アニル、プータマリ、スバルの三人の祭司はルハーニに目を留めた。ルハーニは注目されて動揺した。
「ルハーニなら呪文を唱える力がある。」
シェーシャが言った。
「ええ。四人揃いましたね。」
アニルはスバル医薬長とプータマリ司書長に言った。
「ルハーニ、ここに残って我々の手伝いを。シェーシャ、ルハーニに説明を。」
アニルはそう言うと、シェーシャをルハーニの肩に乗せた。
「ラーケーシュ君、その魔物をここに置いてハルシャ王子を部屋に。」
アニルが厳しい口調で言った。
「でもアニル様…」
ラーケーシュはハルシャ王子の味方をしようとした。
「早く!」
アニルは有無を言わせなかった。ラーケーシュはしぶしぶ了解した。
「ハルシャ王子、行きましょう。」
ラーケーシュは魔物を地面の上に置くと、ハルシャ王子に言った。ハルシャ王子はルハーニを見た。ルハーニもこちらを見ていた。ルハーニの顔が恐怖で引きつっていた。ルハーニの口が何か言った。
「危ない!」
「え?」
ハルシャ王子がそう聞き返した時はすでに手遅れだった。
「ラーケーシュ君!」
アニルが叫んだ。ハルシャ王子が振り返ると、ラーケーシュが地面の上に横たわっていた。胸から血を流していた。

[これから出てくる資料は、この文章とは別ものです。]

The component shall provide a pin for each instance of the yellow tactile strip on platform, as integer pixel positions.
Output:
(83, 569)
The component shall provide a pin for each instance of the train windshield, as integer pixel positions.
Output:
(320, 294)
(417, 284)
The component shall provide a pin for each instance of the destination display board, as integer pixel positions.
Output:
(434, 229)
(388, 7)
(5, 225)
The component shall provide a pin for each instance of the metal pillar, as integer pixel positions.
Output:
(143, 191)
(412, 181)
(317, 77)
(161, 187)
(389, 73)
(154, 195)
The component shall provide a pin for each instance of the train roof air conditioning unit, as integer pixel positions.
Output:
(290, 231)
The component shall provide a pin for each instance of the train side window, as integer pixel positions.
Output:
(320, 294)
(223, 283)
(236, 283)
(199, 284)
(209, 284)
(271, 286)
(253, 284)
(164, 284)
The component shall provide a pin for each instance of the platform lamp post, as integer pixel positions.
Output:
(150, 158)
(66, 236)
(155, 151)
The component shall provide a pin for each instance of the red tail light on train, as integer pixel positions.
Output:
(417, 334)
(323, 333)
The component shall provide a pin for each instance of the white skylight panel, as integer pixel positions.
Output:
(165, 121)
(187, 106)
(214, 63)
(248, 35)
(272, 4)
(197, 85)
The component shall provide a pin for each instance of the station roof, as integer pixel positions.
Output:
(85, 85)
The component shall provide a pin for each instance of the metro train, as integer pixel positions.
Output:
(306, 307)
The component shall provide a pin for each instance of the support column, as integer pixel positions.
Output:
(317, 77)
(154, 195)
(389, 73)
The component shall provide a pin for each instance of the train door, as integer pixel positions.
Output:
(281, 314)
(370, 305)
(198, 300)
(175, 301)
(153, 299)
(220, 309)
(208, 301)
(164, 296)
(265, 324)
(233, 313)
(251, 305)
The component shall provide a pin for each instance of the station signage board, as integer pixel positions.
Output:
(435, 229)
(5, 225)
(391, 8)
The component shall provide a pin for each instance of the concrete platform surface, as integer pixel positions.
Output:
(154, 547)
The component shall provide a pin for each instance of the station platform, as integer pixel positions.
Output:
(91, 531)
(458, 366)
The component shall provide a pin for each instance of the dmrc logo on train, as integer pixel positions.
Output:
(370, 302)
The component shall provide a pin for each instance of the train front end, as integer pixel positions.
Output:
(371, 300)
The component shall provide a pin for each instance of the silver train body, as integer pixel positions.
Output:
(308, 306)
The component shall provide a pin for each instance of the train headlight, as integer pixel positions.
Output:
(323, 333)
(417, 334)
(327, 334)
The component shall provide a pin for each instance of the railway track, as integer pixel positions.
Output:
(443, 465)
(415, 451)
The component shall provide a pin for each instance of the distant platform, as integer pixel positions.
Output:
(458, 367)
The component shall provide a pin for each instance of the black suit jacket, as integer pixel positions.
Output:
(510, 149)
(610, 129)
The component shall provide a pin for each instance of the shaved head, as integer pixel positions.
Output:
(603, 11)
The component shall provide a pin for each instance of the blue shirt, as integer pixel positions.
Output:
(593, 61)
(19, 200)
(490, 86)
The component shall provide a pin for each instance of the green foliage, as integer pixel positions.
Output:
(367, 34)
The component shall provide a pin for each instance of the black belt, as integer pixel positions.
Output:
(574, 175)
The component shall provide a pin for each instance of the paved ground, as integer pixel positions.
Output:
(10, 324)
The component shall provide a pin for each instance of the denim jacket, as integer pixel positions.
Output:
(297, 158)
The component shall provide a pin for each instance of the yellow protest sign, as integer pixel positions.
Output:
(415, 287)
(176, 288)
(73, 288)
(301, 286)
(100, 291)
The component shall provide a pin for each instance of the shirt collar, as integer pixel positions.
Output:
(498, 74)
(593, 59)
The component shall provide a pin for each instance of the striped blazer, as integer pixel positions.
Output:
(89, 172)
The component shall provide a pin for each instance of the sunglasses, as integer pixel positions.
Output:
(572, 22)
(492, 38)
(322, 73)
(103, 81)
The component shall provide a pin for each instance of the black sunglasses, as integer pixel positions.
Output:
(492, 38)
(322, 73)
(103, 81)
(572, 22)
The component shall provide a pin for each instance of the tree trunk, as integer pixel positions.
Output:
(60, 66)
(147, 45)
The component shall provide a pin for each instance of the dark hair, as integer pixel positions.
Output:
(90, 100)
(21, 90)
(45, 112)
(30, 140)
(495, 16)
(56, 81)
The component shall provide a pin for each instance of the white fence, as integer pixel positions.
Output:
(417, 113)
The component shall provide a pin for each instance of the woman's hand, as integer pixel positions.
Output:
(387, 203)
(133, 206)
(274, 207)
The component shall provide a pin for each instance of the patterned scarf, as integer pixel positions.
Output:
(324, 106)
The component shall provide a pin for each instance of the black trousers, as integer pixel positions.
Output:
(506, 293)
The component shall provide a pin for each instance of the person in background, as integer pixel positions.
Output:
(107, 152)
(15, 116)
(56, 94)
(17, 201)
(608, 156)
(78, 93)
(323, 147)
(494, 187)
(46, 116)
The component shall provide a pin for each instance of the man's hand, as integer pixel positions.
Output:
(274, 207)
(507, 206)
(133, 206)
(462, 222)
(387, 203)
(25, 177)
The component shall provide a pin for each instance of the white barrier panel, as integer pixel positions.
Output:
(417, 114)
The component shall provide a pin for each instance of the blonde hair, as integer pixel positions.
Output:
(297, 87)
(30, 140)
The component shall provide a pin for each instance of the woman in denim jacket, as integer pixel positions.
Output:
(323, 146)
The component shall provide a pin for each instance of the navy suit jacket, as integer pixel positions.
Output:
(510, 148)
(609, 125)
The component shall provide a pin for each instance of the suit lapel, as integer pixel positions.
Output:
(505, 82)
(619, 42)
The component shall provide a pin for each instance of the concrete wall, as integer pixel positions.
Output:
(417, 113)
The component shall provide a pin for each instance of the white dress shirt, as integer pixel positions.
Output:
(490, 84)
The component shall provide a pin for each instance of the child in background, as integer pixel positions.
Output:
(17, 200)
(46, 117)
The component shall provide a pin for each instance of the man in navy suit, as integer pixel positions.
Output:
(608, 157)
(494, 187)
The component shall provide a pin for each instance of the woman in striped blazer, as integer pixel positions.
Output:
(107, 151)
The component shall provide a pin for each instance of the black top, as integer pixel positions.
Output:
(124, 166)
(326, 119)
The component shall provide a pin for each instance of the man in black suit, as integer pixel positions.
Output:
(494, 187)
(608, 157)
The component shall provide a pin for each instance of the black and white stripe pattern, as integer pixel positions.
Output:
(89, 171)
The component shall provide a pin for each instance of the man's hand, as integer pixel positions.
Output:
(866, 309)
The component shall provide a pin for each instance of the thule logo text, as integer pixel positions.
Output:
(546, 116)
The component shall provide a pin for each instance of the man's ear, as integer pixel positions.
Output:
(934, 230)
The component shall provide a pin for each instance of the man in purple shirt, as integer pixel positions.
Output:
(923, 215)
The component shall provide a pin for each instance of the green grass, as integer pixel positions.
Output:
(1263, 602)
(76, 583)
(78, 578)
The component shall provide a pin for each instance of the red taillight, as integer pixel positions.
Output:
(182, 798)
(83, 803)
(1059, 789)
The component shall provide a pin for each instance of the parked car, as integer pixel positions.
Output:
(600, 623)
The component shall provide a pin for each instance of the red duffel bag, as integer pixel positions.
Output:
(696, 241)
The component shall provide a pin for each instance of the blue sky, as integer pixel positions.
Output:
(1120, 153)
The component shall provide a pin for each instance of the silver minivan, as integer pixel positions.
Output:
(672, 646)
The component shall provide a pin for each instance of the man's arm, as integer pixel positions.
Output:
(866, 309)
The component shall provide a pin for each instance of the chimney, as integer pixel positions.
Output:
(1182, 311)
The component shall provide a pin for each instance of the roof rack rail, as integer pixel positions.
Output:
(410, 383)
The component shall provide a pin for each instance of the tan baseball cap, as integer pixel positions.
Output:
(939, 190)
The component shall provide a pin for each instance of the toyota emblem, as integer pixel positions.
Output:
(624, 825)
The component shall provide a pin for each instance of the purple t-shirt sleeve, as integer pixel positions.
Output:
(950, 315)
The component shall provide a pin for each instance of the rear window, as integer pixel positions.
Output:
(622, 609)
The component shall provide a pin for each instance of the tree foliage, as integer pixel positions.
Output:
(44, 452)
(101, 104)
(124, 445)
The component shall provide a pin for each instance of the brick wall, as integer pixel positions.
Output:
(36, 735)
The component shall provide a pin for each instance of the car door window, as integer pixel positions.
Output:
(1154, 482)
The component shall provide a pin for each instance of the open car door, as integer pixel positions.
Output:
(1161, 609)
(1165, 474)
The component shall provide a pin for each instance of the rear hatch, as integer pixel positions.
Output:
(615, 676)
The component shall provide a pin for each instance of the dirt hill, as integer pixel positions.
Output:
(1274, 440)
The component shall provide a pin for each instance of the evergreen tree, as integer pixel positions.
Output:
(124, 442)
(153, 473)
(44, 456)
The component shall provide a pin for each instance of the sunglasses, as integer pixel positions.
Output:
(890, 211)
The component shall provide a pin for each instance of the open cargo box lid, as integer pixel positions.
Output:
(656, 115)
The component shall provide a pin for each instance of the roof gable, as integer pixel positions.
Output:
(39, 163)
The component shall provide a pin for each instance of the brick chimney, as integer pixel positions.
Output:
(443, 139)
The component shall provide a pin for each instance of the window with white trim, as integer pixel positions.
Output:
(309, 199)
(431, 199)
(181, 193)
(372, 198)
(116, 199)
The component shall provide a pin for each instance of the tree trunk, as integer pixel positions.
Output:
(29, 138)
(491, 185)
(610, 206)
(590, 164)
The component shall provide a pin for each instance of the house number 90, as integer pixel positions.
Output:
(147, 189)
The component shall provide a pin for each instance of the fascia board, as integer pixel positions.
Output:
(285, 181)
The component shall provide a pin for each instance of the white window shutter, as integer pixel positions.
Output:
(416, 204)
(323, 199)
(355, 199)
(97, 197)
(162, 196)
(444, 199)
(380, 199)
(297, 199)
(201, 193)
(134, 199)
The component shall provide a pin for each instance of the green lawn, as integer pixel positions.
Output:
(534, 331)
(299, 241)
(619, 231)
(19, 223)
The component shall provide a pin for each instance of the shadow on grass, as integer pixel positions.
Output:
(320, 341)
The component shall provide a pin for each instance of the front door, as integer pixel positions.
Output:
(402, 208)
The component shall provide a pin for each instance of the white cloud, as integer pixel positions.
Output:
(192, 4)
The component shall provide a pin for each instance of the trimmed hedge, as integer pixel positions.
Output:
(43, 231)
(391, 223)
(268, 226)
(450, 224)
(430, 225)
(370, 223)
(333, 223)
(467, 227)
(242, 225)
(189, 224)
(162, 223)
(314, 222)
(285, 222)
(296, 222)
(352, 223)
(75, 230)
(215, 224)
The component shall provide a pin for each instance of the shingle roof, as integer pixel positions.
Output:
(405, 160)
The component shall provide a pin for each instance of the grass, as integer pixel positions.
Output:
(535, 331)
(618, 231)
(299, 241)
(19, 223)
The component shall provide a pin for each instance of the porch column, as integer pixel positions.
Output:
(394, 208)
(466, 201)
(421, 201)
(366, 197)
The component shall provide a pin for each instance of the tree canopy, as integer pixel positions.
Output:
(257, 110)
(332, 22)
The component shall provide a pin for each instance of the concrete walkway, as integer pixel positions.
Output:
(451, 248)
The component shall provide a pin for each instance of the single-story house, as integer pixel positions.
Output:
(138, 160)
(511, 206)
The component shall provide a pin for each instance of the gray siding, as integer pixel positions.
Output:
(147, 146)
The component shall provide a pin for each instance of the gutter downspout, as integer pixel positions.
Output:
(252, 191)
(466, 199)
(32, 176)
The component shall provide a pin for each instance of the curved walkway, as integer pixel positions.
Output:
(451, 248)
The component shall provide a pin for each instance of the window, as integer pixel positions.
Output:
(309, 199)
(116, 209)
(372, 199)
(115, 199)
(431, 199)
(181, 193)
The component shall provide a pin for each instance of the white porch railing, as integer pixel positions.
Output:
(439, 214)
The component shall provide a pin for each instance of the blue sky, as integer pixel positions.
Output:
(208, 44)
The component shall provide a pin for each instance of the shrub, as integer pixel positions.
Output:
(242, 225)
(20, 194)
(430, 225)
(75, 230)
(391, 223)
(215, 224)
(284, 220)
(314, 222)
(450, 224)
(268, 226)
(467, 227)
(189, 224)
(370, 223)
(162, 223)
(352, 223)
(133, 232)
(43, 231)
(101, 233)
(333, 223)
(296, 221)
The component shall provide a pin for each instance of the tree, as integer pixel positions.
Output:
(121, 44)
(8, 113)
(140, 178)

すぐにスバル医薬長がやって来て、すすけた顔の魔物に眠り薬の小袋を投げつけ、ラーケーシュに駆け寄った。すすけた魔物は気絶していただけだったので再び目を覚まし、近くにいたラーケーシュを襲ったのだった。
「まずい、出血がひどい。」
スバル医薬長がラーケーシュの胸から止め処もなく流れる血を見て言った。
「私も手伝います。」
アニルがラーケーシュに駆け寄って言った。
「アニル、お前はいい!ここは私一人に任せて、池を見張っていろ。ソミン指揮官が祭司を連れてきたら、お前たちで冥界の穴を閉じろ。私は手が離せない。」
スバル医薬長の目は真剣だった。ラーケーシュの胸に手をかざし、術を駆使して出血を止めようとしていた。
「分かりました。」
アニルはそう言うと、ハルシャ王子の方を見た。ハルシャ王子はその場で凍り付いていた。
「隅に隠れていてください。」
アニルはハルシャ王子に言った。その声には何の感情も感じ取れなかった。ハルシャ王子は言われたとおり中庭の隅に隠れて、スバル医薬長が呪文を唱えてラーケーシュを治療する様子を見守った。自分のせいだとハルシャ王子は思った。
アニル、プータマリ、ルハーニは池を囲んで魔物が出てこないか見張りながらひたすらソミン指揮官を待った。